Let’s be honest – the Christmas atmosphere is not necessarily conducive to practicing sports. The frenzy of buying gifts, preparing meals, and finally family conversations at a table laden with food – these are just some of the many factors that will effectively break us out of our training routine. Therefore, it is worth finding at least some time to exercise, so as not to lose good habits.
How to find additional motivation? The answer is childishly simple – do not allow yourself to make excuses and regardless of the environment do your work. The best time to be active is in the morning, when most people are still asleep. Christmas training doesn’t have to be long and it doesn’t have to be 100% compatible with our daily schedule. Let’s choose the exercises that are the most fun for us, and any problems with motivation will go away in a blink of an eye! Here are some tried and tested suggestions.
These are exercises designed to be performed in the comfort of your home, because you don’t need special equipment or a specially designated place – your will is enough! In addition, they do not require extremely advanced technical skills, so even beginners should not have major problems with them.
Lie down on your back, put your non-guiding hand under your head, and put your guiding hand straight behind you. You should then bend your knees, and then draw them towards your chest, reaching with the guiding hand behind the thigh of the non-guiding leg. This exercise is performed alternately, and the number of repetitions is up to you.
The starting position is the body arranged like for a push-up, with hands spread on the width of shoulders. Bend the knee of the guiding leg and put it on the ground. Next, bend the non-guiding arm in the elbow and place the forearm on the floor, perpendicular to the torso, and straighten the guiding leg behind you. This last movement should be repeated about 30 times before switching sides.
There are many variations on the theme of exercises with dumbbells.
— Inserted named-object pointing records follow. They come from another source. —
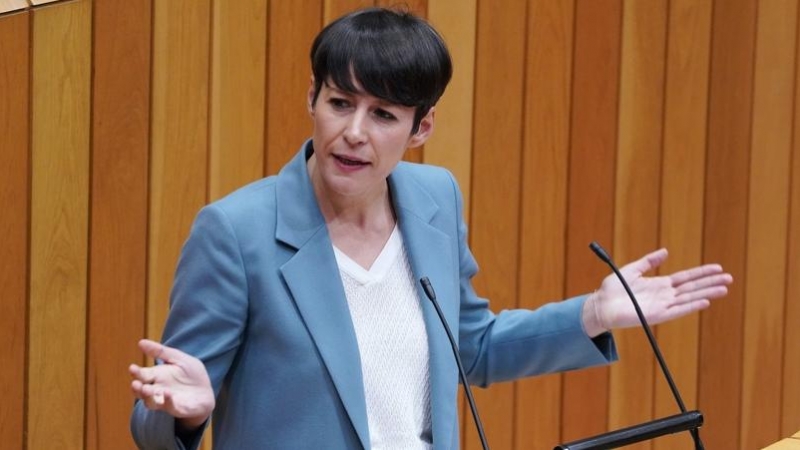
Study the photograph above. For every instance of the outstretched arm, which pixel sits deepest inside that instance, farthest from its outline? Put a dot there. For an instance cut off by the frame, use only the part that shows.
(662, 298)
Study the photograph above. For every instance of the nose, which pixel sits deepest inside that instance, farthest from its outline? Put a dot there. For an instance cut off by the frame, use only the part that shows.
(354, 133)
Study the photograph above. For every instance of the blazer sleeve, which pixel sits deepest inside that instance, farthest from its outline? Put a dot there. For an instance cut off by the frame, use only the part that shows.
(519, 343)
(208, 314)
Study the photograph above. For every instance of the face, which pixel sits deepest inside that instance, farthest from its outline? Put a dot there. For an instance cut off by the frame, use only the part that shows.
(359, 139)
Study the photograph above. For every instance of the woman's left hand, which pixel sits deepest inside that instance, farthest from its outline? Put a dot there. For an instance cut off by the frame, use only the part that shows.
(661, 298)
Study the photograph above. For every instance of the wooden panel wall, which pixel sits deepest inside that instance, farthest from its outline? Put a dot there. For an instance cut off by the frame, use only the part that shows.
(637, 124)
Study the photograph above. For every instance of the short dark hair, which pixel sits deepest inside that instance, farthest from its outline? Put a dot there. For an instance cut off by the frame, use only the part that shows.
(394, 55)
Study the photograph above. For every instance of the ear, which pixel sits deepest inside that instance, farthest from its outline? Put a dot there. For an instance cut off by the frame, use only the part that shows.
(310, 99)
(425, 129)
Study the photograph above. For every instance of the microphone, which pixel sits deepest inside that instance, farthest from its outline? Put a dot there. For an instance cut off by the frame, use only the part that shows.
(428, 288)
(687, 420)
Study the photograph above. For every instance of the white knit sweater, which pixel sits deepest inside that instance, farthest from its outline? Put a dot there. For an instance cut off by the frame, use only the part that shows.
(393, 344)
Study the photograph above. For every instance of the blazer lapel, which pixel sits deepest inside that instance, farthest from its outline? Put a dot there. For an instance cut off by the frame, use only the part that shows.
(312, 276)
(430, 255)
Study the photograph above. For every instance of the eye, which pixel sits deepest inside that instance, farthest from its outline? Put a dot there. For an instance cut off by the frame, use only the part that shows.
(385, 115)
(338, 103)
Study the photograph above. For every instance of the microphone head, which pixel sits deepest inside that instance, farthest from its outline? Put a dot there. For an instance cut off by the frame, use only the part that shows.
(600, 252)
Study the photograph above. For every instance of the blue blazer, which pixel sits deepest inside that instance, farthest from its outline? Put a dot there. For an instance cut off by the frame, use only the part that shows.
(257, 296)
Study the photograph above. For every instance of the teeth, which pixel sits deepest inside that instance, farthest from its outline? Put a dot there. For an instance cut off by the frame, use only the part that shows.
(349, 162)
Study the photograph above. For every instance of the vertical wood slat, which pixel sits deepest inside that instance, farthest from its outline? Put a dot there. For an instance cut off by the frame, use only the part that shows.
(496, 185)
(120, 146)
(179, 144)
(291, 30)
(790, 415)
(591, 193)
(730, 96)
(12, 5)
(451, 143)
(636, 204)
(682, 184)
(14, 232)
(767, 221)
(59, 225)
(237, 97)
(545, 165)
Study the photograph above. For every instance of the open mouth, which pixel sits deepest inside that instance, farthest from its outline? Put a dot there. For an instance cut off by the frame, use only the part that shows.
(349, 162)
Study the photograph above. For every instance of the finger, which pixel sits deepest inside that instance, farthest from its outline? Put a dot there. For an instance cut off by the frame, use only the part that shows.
(710, 293)
(683, 309)
(647, 263)
(145, 374)
(687, 275)
(157, 350)
(703, 283)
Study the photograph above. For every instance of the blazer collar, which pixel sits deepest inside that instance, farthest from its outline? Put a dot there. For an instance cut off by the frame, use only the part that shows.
(323, 305)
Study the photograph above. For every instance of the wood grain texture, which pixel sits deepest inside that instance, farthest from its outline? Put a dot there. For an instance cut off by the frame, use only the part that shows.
(497, 154)
(548, 85)
(59, 225)
(12, 5)
(179, 141)
(451, 143)
(590, 209)
(637, 195)
(682, 185)
(14, 231)
(291, 30)
(790, 414)
(237, 95)
(725, 225)
(118, 262)
(770, 160)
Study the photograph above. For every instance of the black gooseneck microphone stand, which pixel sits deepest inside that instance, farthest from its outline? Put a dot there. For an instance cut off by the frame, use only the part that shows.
(428, 288)
(686, 420)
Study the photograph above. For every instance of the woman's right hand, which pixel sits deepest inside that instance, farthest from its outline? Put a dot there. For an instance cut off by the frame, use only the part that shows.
(180, 386)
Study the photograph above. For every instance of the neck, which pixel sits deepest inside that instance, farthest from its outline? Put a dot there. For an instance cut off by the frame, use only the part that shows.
(371, 211)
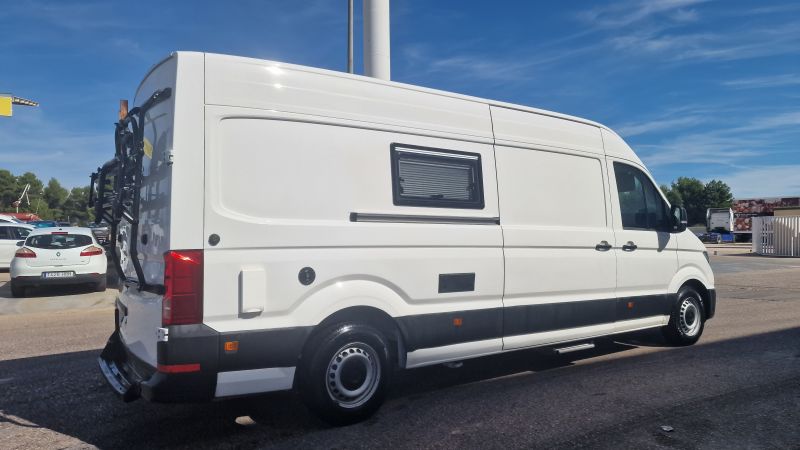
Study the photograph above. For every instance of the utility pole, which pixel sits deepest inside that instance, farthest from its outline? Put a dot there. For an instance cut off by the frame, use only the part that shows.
(349, 36)
(377, 61)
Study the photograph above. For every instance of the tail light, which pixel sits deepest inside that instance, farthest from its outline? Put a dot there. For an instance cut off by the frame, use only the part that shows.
(25, 252)
(92, 250)
(183, 280)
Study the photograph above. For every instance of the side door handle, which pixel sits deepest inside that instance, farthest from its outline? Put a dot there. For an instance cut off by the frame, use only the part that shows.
(629, 247)
(603, 246)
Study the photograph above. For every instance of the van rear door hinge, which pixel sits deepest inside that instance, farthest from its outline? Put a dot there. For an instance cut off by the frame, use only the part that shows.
(163, 334)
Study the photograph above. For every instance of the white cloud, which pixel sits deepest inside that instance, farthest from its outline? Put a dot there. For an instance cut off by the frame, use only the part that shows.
(728, 146)
(635, 129)
(789, 79)
(624, 14)
(763, 181)
(30, 141)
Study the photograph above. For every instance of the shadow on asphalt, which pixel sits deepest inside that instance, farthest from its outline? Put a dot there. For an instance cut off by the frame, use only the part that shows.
(56, 291)
(49, 291)
(66, 393)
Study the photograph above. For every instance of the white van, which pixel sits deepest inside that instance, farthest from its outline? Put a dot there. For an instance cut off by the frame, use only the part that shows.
(283, 227)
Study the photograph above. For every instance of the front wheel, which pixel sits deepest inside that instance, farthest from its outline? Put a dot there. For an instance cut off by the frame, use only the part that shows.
(687, 320)
(343, 379)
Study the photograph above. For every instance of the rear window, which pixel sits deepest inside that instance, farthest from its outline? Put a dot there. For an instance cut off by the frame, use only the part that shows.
(58, 241)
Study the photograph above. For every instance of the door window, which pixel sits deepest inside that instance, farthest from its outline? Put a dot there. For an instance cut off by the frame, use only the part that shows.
(641, 206)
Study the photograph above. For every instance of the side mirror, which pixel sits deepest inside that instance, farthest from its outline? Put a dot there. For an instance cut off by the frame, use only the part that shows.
(679, 219)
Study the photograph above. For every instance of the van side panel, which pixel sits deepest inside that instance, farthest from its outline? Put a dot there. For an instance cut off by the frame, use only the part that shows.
(281, 192)
(186, 214)
(554, 213)
(513, 127)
One of the most popular are the movements to the side and up with both hands. In order to properly perform this action, you should stand in a slight spread, holding dumbbells in slightly bent hands. Then lift the guiding hand above the head and return to the starting position. Then straighten the guiding hand to the side and again return to the resting state. This short strength exercise is ideal for when you are resting.
You can also combine the pleasant with the useful! It is not at all said that the training must be done at home. A short run, walking with poles, or going with a group of friends to the ice rink will certainly not turn out to be worse than standard training sets.